My afternoon office at Point Pinos
The day started off incredibly slowly. There was barely a trickle of Sooty shearwaters passing the point when I arrived at noon. Slowly the afternoon winds built, and with it a few more birds appeared. A few parasitic jaegers cruised by, and I was able to pick out a Pink-footed shearwater or two. Humpback whales surfaced here and there, and although the birdlife was a bit thin, it was a thoroughly pleasant afternoon. The highlight of the first two hours though was a Peregrine falcon pursuing and capturing an Elegant tern out of the air right over the water! The raptor returned to a shoreline rock whereupon it tore the tern to bits. It was very exciting.
Eventually more shearwaters appeared around some bird activity in the vicinity of some bait pushed to the surface by some sort of marine mammals. With this activity, came a very large jaeger with loads of white in the wings that I identified as a Pomarine. I had seen probable Poms at Pigeon Point a few days ago, but this big heavy bird left no doubt in my mind. My last expected pelagic species had joined the party at #564. The Pomarine had shown at around 3pm. This meant that I had roughly another 3 hours before sunset to stare out into the abyss and wait for who-knows-what to fly by.
Starting at around 4pm, shearwater activity really increased.
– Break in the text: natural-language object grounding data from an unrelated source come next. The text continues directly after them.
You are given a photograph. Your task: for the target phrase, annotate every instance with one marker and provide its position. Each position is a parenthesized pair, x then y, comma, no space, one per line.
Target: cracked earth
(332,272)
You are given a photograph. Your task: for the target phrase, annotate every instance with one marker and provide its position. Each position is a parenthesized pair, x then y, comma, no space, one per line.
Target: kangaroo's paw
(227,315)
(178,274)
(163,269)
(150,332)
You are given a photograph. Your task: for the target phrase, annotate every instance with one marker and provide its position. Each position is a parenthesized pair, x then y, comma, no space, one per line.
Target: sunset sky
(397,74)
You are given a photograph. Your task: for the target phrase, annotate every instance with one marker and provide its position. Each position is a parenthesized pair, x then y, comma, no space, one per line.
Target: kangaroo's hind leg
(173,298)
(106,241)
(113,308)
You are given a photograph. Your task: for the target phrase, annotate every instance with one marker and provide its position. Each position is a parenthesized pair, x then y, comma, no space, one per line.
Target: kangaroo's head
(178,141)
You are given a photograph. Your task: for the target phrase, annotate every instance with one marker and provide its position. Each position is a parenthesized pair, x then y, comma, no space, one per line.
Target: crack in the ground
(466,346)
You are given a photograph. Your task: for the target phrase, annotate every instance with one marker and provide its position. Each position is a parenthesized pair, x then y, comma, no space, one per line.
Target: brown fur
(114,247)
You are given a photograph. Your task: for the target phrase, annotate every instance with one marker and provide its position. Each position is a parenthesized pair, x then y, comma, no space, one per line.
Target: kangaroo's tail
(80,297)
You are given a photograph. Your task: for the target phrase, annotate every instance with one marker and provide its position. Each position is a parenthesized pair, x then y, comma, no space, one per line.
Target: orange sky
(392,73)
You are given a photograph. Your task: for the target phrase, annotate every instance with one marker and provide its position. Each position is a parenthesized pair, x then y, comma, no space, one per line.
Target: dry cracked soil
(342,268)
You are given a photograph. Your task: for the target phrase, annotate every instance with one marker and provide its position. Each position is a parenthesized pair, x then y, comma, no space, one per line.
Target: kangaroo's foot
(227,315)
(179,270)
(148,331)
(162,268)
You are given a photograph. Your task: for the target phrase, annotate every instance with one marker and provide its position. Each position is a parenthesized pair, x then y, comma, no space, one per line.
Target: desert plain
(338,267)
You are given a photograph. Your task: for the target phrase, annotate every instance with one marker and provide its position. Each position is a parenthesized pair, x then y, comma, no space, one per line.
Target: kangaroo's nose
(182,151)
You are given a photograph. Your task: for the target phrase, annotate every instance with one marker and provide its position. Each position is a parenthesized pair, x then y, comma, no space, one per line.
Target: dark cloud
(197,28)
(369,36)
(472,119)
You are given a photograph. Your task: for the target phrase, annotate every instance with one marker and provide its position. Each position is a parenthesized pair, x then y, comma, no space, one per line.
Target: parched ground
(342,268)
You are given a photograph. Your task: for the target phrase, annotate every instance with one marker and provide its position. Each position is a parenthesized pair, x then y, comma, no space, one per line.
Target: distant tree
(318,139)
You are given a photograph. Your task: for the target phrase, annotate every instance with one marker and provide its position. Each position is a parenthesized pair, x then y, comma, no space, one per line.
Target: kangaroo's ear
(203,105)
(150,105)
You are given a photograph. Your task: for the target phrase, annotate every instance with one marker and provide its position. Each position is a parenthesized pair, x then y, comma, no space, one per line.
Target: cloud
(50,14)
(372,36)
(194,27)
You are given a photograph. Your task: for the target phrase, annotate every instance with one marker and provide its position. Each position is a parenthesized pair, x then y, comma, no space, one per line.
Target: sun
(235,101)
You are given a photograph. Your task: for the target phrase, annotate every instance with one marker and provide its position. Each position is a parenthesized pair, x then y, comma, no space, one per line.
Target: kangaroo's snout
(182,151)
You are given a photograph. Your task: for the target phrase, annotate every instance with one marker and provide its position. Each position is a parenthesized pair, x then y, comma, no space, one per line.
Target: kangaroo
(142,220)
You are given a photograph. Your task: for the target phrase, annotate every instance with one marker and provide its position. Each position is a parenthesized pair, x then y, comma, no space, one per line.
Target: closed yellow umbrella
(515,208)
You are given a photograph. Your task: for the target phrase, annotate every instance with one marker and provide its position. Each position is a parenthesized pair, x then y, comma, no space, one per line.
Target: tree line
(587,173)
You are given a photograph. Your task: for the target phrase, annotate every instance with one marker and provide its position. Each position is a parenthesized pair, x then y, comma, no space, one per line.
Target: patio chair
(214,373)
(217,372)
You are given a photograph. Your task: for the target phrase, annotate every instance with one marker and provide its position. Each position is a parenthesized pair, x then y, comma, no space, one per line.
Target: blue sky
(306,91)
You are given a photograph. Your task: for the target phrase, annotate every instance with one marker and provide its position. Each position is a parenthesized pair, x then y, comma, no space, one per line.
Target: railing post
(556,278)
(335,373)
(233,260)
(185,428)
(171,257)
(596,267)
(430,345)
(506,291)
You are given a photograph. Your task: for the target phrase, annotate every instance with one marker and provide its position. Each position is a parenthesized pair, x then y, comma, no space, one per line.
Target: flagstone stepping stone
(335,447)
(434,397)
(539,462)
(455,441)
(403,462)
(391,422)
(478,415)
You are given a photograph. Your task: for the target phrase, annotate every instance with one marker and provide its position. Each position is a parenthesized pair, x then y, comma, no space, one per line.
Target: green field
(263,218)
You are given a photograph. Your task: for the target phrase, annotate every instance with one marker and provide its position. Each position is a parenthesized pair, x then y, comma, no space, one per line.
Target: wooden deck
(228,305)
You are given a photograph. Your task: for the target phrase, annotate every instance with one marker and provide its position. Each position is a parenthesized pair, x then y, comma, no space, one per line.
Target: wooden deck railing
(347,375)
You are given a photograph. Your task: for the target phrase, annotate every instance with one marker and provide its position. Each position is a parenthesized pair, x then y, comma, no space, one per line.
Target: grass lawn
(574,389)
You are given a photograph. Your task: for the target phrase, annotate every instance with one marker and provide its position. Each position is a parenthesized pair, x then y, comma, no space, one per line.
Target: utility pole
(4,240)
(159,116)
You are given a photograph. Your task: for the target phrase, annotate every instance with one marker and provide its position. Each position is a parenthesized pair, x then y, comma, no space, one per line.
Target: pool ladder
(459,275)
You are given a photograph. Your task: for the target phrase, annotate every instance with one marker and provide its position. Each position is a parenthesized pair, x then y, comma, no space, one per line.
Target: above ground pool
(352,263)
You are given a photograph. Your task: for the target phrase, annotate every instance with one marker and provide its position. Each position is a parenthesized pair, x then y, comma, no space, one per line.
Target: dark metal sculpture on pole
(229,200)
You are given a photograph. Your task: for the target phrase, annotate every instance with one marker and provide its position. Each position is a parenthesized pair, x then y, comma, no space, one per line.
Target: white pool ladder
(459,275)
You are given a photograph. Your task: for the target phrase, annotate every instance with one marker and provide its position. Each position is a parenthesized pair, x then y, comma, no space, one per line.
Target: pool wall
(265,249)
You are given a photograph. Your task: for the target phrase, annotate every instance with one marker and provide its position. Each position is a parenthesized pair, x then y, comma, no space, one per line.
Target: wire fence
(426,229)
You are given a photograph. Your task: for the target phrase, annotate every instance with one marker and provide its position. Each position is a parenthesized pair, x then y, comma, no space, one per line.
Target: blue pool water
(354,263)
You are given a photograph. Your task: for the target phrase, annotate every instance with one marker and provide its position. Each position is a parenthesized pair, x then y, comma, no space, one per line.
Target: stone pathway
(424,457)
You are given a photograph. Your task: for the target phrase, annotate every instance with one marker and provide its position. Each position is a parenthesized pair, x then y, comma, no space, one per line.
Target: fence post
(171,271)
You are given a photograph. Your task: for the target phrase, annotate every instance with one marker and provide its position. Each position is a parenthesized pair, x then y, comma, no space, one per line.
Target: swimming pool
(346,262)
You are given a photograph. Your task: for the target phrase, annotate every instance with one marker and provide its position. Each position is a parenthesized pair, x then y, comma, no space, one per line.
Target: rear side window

Single Black-vents soon became thousands as the birds streamed west out of the bay and around Point Pinos. Although relegated to the second most common species for the first time today, Sooty shearwaters continued to impress as well. Further out, as per usual, I picked a few more Pink-footed, and, closer in, a few additional Parasitic jaegers rifled past me. Wait.....what was that. That bird had a bright, all white underwing. The half-second view was immediately truncated by a wave crest. Damn! Oh wait, there it is again. Could it be a Manx? It was immediately joined by a Black-vent. This comparison showed the mystery bird to be slightly larger than the Black-vent - Manx was out. It also had white cheek, and a contrasting darkish cap. Could it be a Buller's? A quick bank showed the characteristic "M" wing pattern! Yes! This was a bird at which I thought I had an outside chance of finding. Although relatively common most years offshore from Monterey, numbers of this bird have been way down this year. This could be due either to the very warm water in the area (it was 63F today) or to some natural, unexplained fluctuation. Anyway, I figured this would be a tough one from shore on this down year. I actually picked a second one that fellow birders RJ Adams and Bill Reese were able to enjoy. This was a fantastic end to a long but productive day of seawatching. I will surely return to the point tomorrow for another bout of scanning tomorrow. A Flesh-footed shearwater was actually reported at the point before I arrived today by a reliable observer. In Monterey and Pacific Grove, you really never know what might go cruising by!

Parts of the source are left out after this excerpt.